Starting Point: In the Light of the Fires

MediaValues

This article originally appeared in Issue# 58

Throughout this issue we address the media's mandate to provide meaningful political discourse, an abstract phrase that we struggle to define.

But there's nothing abstract about the object lesson we all received here in Los Angeles this Spring on what can happen when political discourse fails. If I have any doubt about its concreteness, all I have to do is walk down the street and look at the boarded up appliance store in the mini-mall and the charred front of the little Mom and Pop store on the corner.

The fires are out now and the cameras are busy. TV screens that reflected infernos soon framed presidential candidates tromping through the rubble for the obligatory photo opportunity.

Media critics ponder the role of reporting in inflaming the rioters: Did TV pictures serve as a guide to likely targets? Did they play a role in making the disturbance acceptable? Did they create stereotypical heroes and villains? In a final irony for a riot ignited by the decision in the Rodney King case, looters who smiled for the TV camera one week are not laughing anymore. Videotapes that failed to convict four policemen of excessive force may be enough to condemn them of looting.

The TV cameras revealed a fatal flaw in the interconnections of our society.
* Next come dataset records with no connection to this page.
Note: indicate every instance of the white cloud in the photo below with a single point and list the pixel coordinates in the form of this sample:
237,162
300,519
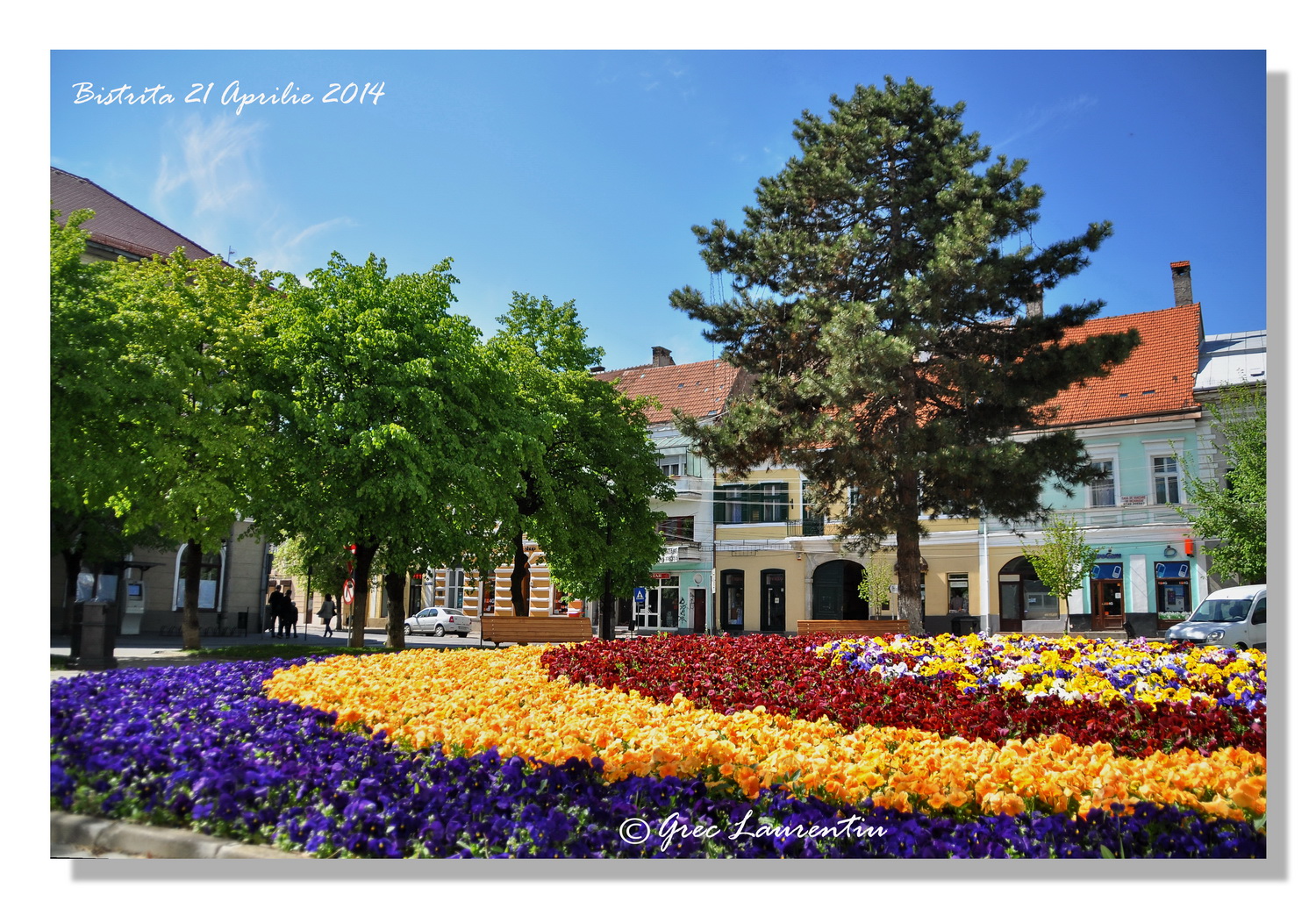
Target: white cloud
1058,115
213,163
But in a different way, the frustration they reflected exists in the suburbs as well as the ghettos and barrios. Many people throughout the nation and the world are asking: Is anyone listening out there?

The problems of political discourse don't begin and end with the campaign trail, and the media are not the only institutions responsible for the general malaise we are feeling. But as the glue that binds our society together, the media do bear a heavy responsibility for feeding us a diet of scandals, controversies and personalities while failing to explore issues of concern to real people they reach.

When we answer the perennial question "Are you better off now than you were four years ago?" there are other questions to ponder, such as: "Am I being informed about the ways political candidates propose to deal with the problems of society? Do I know how and why issues, programs and policies are shaping the things I care about? Do I believe that my vision for a good society is being articulated and shared by politicians, media commentators and government officials?"

According to a Kettering Foundation study, many Americans, like citizens in other countries, yearn to take an active role in politics. But people lack three things: knowledge of how the political system works, a belief that they can make a difference and a process for engaging policy makers in an honest dialogue to discuss their concerns and seek solutions.

It is easy to make the media the whipping post for these deficiencies. But we believe these concerns have validity. Until the media reflect the concerns of people, not the corporate establishment that directs them, they will be able to frame only establishment answers. Worse still, they will be unable even to ask the right questions.

The means exist to do better. As several of our authors suggest, a mix of new technologies with the right goals and training could help people connect both with each other and with the powers that shape our lives. Even our current media structures can be better used by people who understand how they work and how to seek and evaluate the information needed for intelligent decisionmaking.

The suggestions provided in this issue can map the first steps on this road--steps that must be taken. I think we all would rather illuminate the darkness with the light of communication than put out fires.

 
Author Bio: 

Elizabeth Thoman, a pioneering leader in the U.S. media literacy field, founded Media&Values magazine in 1977 and the Center for Media Literacy in 1989. She is a graduate of the Annenberg School for Communication at the University of Southern California and continues her leadership through this website, consulting, speaking and as a founding board member of the Alliance for a Media Literate America (AMLA).